Back to projects
Aug 31, 2024
2 min read

Abstraction and Reasoning with Vision Transformers

I tried, and failed, to get ViTs to work on the ARC challenge.

I tried, and failed, to get Vision Transformers to work on the ARC challenge. The ARC challenge is a set of tasks that require abstract reasoning to solve. I tried to use Vision Transformers to solve the tasks, but I was not able to get them to work. Below is an example of an infilling task from the ARC challenge.

Training

I trained a custom ViT implemented in pytorch with one-hot encoded (10 channel) input and 2D positional embeddings with around 100M params on a sample task to infill the topologically enclosed region in the input grids. The model was trained on a dataset of around 100K such generated examples from re-arc with randomized sizes and colors. The model was seemingly converging and getting better, but 100% accuracy was never achieved.

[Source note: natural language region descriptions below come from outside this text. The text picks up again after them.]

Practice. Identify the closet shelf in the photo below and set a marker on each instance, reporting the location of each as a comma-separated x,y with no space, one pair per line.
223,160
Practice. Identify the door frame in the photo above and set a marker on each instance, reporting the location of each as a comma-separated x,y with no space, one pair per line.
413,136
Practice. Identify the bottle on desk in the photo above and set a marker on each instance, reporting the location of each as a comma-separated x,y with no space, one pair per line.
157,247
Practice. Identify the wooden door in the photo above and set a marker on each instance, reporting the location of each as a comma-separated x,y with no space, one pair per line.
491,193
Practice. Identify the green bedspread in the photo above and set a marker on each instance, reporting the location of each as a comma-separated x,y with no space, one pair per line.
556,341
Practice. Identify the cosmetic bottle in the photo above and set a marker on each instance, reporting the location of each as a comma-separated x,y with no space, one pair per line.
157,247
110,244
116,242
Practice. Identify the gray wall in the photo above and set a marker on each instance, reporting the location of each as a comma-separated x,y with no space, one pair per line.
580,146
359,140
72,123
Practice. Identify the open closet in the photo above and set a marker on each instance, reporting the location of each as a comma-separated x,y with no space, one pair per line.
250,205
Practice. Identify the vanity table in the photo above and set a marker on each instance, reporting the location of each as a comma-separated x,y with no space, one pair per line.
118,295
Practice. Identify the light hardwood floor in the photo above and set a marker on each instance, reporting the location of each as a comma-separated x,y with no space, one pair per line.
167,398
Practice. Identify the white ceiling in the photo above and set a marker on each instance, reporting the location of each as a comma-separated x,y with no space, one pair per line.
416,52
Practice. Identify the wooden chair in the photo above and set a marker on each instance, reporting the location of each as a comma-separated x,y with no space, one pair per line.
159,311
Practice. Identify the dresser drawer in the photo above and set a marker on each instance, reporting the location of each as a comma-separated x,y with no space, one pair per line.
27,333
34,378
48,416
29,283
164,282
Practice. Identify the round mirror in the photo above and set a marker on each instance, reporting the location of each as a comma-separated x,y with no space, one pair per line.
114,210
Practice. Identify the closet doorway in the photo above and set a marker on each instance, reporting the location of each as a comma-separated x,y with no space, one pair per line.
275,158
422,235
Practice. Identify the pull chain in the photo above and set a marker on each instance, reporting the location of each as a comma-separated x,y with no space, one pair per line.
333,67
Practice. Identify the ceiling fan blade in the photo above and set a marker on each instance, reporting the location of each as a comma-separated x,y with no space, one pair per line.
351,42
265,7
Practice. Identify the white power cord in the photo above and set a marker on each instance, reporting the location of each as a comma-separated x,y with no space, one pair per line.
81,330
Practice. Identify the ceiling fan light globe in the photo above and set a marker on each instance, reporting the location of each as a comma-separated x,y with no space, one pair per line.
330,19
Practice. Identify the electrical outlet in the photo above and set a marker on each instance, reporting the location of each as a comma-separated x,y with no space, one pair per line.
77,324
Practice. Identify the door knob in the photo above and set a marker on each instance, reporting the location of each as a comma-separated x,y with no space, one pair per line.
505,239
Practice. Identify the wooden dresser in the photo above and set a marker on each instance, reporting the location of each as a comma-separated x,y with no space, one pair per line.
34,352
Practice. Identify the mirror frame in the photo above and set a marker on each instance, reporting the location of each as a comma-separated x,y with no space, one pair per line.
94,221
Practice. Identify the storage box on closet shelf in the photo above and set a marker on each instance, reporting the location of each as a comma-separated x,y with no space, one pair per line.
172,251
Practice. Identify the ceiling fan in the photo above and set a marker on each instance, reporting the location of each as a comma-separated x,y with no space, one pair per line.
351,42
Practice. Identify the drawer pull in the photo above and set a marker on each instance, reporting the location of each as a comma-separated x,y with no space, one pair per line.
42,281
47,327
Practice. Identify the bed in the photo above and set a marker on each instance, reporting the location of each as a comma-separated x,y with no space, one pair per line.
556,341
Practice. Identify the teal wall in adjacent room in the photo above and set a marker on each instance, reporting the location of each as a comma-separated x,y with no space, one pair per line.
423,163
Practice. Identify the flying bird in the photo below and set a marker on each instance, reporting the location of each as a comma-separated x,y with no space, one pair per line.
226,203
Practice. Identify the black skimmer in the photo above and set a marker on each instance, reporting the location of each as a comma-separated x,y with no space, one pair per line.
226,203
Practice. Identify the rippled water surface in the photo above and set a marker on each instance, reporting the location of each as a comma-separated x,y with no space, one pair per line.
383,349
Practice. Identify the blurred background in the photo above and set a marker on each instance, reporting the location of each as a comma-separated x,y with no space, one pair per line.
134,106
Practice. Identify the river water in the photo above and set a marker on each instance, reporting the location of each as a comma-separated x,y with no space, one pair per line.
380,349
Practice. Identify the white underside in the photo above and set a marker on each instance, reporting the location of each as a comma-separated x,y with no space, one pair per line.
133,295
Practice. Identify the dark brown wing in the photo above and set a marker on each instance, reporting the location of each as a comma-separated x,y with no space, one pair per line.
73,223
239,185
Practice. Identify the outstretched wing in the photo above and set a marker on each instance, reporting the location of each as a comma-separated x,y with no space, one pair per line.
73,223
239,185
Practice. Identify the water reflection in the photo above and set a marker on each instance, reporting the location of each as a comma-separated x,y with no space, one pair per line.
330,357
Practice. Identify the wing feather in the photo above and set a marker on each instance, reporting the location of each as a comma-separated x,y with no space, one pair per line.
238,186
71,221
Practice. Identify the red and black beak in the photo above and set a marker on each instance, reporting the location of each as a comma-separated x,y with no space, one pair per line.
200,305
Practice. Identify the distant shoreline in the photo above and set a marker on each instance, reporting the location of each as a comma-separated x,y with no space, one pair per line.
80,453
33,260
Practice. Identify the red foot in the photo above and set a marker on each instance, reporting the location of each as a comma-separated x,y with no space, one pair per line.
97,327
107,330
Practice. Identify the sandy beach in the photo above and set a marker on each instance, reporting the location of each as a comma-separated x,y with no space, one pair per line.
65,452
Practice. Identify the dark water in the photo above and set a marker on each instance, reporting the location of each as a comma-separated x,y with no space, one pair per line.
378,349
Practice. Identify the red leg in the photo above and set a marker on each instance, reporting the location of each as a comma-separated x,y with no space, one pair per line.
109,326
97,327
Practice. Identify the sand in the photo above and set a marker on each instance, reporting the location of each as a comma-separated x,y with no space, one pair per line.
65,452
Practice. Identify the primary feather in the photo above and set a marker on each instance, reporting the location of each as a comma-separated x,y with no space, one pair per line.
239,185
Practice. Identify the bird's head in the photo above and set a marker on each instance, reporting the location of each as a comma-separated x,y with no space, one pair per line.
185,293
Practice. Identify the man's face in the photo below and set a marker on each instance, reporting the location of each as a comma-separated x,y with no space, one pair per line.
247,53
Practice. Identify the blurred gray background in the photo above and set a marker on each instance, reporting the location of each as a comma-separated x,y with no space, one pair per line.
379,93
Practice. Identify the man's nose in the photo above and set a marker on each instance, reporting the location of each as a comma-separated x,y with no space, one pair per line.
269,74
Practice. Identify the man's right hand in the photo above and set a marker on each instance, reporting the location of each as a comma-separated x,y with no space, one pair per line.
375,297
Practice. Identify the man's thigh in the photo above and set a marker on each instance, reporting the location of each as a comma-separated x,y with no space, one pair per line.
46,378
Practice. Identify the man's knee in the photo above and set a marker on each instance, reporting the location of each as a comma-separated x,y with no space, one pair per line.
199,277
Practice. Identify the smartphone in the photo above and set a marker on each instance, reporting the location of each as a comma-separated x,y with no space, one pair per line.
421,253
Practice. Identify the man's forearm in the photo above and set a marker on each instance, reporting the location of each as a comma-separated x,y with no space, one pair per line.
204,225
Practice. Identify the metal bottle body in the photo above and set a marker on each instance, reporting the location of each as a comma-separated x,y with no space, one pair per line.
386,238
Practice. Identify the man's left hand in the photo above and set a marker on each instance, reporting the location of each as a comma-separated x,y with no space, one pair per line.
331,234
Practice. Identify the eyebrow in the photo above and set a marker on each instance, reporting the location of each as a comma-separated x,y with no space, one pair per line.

Here are ground truth examples and prediction from my model. Can you spot the difference?

What to do next?

Later this year I encountered VitARC which significantly improves the performance of ViTs on ARC tasks and partially addresses this problem: https://arxiv.org/abs/2206.06709

Fundamental Limitations?

Through this project, I got increasingly skeptical about the ability of Vision Transformers to solve abstract reasoning tasks. My thinking was that 2D spatial information through positional embeddings will improve the performance a lot in contrast to 1D sequential NLP approach. However there are still some fundamental problems with taking shortcuts instead of learning the underlying rules.